Court Opinion

ID: 2976692
Source: CourtListenerOpinion
Date Created: 2015-09-22 17:56:05.018238+00
Date Added: 2024-06-11T15:38:08.032463
License: Public Domain

NOT RECOMMENDED FOR FULL-TEXT PUBLICATION
                           File Name: 08a0400n.06
                              Filed: July 2, 2008

                                           No. 07-4070

                           UNITED STATES COURT OF APPEALS
                                FOR THE SIXTH CIRCUIT

UNITED STATES SURETY COMPANY ;
GREENWICH INSURANCE COMPANY .
      Plaintiffs-Appellants,                         On Appeal from the
                                                     United States District Court for
               v.                                    the Northern District of Ohio

KEY CORP ; KEY BANK NATIONAL ASSOCIATION ;
KEY BANK USA, NATIONAL ASSOCIATION ,
      Defendants-Appellees.
______________________________

       Before: BOGGS, Chief Judge; RYAN and COLE, Circuit Judges.

       PER CURIAM. In this diversity case in which Ohio law applies, Plaintiffs-Appellants

United States Surety Company and Greenwich Insurance Company (“U.S. Surety”) appeal the

district court’s August 13, 2007 Opinion and Order granting summary judgment to Defendants-

Appellees KeyCorp, KeyBank National Association, and Key Bank USA, National Association

(“KeyBank”).

       U.S. Surety claims that KeyBank misapplied $480,710.38 in funds that were deposited by

Michael Lignos on behalf of U.S. Surety’s Subrogee, L.M. Lignos, Inc. (“L.M. Lignos”). U.S.

Surety argues that L.M. Lignos and KeyBank had entered into a binding oral agreement whereby any

deposits made by Lignos would be applied to an account that existed for the purpose of paying L.M.

Lignos’s business obligations. Instead, the disputed funds were applied to the outstanding debt that

L.M. Lignos had acquired on its line of credit with KeyBank. U.S. Surety asserts multiple theories

of recovery under state law, including breach of fiduciary duty, negligence, breach of contract to a
third-party beneficiary, conversion, tortious interference with business relationship, and fraud. The

remaining claim that U.S. Surety asserts is a claim for declaratory relief, in which U.S. Surety

requests that this Court find that their later-in-time mortgage lien is superior to KeyBank’s mortgage

on a property purchased by L.M. Lignos’s sister company, Elias, LLC.

       The district court's opinion carefully analyzed U.S. Surety’s allegations and concluded that,

even assuming U.S. Surety could demonstrate the existence of an oral agreement, such an agreement

would not be enforceable because the Statute of Frauds, Ohio Revised Code § 1335.02, would apply.

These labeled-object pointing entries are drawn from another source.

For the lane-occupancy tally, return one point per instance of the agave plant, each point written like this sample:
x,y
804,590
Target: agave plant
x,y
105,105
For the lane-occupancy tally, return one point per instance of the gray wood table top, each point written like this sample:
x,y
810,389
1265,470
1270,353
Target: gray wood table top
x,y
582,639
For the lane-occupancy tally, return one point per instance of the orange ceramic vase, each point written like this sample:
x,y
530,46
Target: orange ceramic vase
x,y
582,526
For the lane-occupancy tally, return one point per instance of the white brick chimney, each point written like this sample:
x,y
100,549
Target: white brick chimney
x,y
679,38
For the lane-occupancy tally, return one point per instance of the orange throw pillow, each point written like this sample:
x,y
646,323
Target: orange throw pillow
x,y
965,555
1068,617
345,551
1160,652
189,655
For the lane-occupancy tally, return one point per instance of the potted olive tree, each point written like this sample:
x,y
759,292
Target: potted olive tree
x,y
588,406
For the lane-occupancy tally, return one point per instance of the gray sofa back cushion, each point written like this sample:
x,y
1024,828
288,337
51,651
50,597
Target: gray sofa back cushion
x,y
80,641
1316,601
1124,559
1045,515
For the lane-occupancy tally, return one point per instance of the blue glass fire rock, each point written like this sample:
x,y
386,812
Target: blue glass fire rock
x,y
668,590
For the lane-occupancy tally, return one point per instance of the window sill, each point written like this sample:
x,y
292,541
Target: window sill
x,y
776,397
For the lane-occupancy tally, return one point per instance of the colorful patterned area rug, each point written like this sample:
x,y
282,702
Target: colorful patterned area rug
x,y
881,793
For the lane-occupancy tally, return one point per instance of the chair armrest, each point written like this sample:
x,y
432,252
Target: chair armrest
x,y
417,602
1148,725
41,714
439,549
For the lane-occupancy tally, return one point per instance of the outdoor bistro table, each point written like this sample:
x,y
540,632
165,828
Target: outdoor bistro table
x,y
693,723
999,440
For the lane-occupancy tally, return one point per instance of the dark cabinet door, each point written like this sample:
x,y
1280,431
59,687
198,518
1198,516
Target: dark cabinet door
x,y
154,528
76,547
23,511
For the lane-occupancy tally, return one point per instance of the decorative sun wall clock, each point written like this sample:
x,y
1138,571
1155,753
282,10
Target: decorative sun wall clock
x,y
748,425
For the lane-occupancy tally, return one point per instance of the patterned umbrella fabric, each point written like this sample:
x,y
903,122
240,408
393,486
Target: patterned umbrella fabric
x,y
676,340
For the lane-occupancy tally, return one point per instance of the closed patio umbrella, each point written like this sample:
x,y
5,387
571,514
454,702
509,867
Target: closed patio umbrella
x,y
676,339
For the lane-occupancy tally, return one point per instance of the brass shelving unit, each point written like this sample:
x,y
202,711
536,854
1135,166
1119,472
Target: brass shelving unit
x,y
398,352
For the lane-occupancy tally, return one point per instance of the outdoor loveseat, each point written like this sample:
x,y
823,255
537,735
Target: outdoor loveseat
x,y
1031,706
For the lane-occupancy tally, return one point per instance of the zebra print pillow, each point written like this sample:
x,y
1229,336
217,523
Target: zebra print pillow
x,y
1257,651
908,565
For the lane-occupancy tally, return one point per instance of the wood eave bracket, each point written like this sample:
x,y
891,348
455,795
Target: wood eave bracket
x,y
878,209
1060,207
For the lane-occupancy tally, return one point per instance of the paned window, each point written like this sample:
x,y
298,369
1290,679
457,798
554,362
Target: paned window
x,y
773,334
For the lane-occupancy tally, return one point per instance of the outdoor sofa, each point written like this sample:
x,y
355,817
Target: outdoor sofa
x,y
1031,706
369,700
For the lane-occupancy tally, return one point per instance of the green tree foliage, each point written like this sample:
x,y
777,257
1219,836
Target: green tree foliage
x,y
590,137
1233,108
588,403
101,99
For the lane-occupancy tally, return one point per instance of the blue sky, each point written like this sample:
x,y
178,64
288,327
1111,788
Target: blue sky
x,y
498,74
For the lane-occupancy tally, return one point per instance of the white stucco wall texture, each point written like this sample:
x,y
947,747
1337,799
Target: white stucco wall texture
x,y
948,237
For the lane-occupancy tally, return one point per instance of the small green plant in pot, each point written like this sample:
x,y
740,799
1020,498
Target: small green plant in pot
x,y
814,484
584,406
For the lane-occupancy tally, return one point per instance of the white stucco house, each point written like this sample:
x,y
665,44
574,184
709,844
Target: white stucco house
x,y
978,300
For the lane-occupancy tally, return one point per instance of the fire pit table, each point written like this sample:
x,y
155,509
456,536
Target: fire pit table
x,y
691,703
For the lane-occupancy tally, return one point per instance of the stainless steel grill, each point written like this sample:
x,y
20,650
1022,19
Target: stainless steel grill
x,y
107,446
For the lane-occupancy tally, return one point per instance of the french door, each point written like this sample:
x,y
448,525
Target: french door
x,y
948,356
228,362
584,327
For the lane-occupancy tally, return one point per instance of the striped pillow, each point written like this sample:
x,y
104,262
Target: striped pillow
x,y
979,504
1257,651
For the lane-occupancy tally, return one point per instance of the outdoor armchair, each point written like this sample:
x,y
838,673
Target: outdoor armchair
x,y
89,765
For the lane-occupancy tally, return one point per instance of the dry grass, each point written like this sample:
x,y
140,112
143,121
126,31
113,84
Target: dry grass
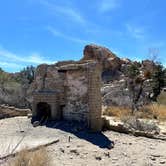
x,y
26,158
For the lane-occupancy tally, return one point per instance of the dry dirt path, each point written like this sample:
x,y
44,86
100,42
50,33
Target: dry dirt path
x,y
83,149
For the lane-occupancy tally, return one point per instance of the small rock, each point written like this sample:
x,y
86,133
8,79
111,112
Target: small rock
x,y
107,154
98,158
162,162
155,155
74,151
36,123
153,158
62,150
111,145
29,116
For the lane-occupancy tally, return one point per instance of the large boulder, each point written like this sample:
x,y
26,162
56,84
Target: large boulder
x,y
104,56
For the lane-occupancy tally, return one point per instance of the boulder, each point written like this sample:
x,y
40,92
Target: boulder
x,y
107,59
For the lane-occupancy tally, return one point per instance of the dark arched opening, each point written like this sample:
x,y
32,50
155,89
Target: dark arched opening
x,y
43,112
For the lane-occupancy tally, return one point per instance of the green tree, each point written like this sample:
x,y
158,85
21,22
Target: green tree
x,y
158,80
4,78
27,74
135,85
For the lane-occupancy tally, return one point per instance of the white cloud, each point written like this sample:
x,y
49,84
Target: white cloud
x,y
66,11
135,31
108,5
33,58
15,66
67,37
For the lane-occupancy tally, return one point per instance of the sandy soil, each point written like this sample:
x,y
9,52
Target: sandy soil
x,y
82,148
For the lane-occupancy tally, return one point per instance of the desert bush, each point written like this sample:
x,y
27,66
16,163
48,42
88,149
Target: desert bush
x,y
26,158
117,111
133,123
161,99
153,111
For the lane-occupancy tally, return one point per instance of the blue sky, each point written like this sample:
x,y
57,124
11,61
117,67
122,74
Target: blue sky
x,y
46,31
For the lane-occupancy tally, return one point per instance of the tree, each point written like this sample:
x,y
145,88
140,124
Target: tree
x,y
158,80
27,75
4,78
135,85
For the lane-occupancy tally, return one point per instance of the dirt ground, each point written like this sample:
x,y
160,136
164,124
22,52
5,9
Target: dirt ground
x,y
81,148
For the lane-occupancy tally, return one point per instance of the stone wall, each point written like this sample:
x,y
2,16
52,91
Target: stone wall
x,y
72,91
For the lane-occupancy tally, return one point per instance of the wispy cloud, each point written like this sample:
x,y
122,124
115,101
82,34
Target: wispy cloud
x,y
137,32
65,10
64,36
13,58
108,5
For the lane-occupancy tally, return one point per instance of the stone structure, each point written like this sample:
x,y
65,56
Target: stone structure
x,y
69,91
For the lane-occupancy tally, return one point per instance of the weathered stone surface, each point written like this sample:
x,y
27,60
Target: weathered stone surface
x,y
72,92
103,55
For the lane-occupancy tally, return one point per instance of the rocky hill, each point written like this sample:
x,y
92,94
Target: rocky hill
x,y
124,82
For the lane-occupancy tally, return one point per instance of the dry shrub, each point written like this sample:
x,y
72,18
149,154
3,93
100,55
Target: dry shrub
x,y
133,123
26,158
147,74
153,111
161,99
117,111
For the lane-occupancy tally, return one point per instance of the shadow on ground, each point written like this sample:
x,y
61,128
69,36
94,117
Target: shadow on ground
x,y
98,139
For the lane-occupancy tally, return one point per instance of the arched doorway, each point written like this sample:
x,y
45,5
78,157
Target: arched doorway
x,y
43,111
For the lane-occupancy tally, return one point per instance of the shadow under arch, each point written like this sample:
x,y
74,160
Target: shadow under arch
x,y
80,131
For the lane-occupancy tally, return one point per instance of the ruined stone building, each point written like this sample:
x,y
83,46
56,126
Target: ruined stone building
x,y
69,91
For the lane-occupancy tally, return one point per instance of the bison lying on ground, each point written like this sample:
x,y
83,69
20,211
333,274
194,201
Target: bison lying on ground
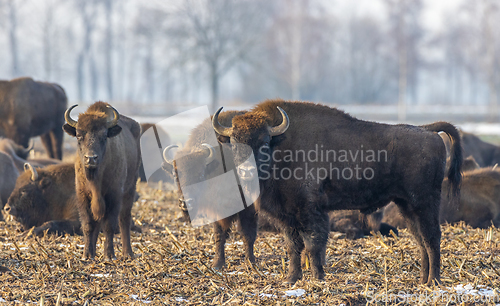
x,y
46,199
199,160
29,108
407,165
106,171
479,201
20,154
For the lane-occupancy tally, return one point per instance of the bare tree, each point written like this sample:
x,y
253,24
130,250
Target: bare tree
x,y
218,33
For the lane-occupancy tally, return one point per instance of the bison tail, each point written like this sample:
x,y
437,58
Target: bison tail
x,y
455,171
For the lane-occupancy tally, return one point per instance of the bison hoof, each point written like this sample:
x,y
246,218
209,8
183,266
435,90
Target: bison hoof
x,y
292,279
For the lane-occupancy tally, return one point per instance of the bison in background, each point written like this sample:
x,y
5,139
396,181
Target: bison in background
x,y
106,170
30,108
46,199
479,204
197,161
485,154
411,175
19,155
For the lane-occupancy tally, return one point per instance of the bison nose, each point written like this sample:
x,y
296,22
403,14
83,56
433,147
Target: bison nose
x,y
91,160
247,171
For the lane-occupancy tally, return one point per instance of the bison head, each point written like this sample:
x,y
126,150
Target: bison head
x,y
251,133
27,203
92,131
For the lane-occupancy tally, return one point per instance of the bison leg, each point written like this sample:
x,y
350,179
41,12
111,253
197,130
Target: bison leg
x,y
424,225
90,229
125,220
47,144
315,240
221,232
56,136
248,221
295,245
60,227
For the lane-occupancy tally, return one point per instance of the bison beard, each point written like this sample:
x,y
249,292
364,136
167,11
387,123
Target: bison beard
x,y
411,176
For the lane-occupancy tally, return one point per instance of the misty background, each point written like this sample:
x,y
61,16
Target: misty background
x,y
383,59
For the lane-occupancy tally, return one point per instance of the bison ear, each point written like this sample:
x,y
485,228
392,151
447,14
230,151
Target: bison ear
x,y
70,130
113,131
45,182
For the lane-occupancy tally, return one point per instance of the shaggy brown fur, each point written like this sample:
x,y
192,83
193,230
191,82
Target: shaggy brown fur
x,y
479,201
411,175
29,108
106,187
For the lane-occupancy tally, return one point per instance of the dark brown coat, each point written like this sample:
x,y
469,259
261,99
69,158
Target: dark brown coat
x,y
106,170
29,108
411,174
46,199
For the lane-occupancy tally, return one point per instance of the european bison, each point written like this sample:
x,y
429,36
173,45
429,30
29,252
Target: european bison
x,y
106,171
158,175
19,155
46,199
29,108
356,165
8,176
479,201
199,160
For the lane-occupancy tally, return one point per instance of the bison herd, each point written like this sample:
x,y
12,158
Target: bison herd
x,y
368,177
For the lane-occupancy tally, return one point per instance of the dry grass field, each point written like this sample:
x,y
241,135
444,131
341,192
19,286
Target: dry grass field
x,y
173,267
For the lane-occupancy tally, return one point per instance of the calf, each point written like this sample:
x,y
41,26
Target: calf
x,y
106,171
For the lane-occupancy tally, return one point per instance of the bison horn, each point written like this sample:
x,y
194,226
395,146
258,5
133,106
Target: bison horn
x,y
165,153
34,174
211,156
28,149
219,128
114,121
280,129
68,118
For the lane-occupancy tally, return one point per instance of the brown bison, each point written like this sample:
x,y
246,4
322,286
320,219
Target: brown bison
x,y
8,176
479,201
158,175
362,166
46,199
106,171
199,160
19,155
29,108
485,154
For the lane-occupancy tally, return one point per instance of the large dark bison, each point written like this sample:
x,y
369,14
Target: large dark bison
x,y
200,160
46,199
354,164
106,171
479,201
29,108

It further concluded that none of the remaining claims regarding the application of Lignos’s deposits

could succeed, and that there was no basis under Ohio law for concluding that KeyBank’s mortgage

on the Elias property was invalid.

       We have carefully reviewed U.S. Surety’s complaint, the depositions and documents

supporting U.S. Surety’s argument, the applicable law and the parties’ briefs, and we agree with the

district court’s conclusions. We therefore AFFIRM the district court's grant of summary judgment

for the reasons stated in its well-reasoned and thorough opinion.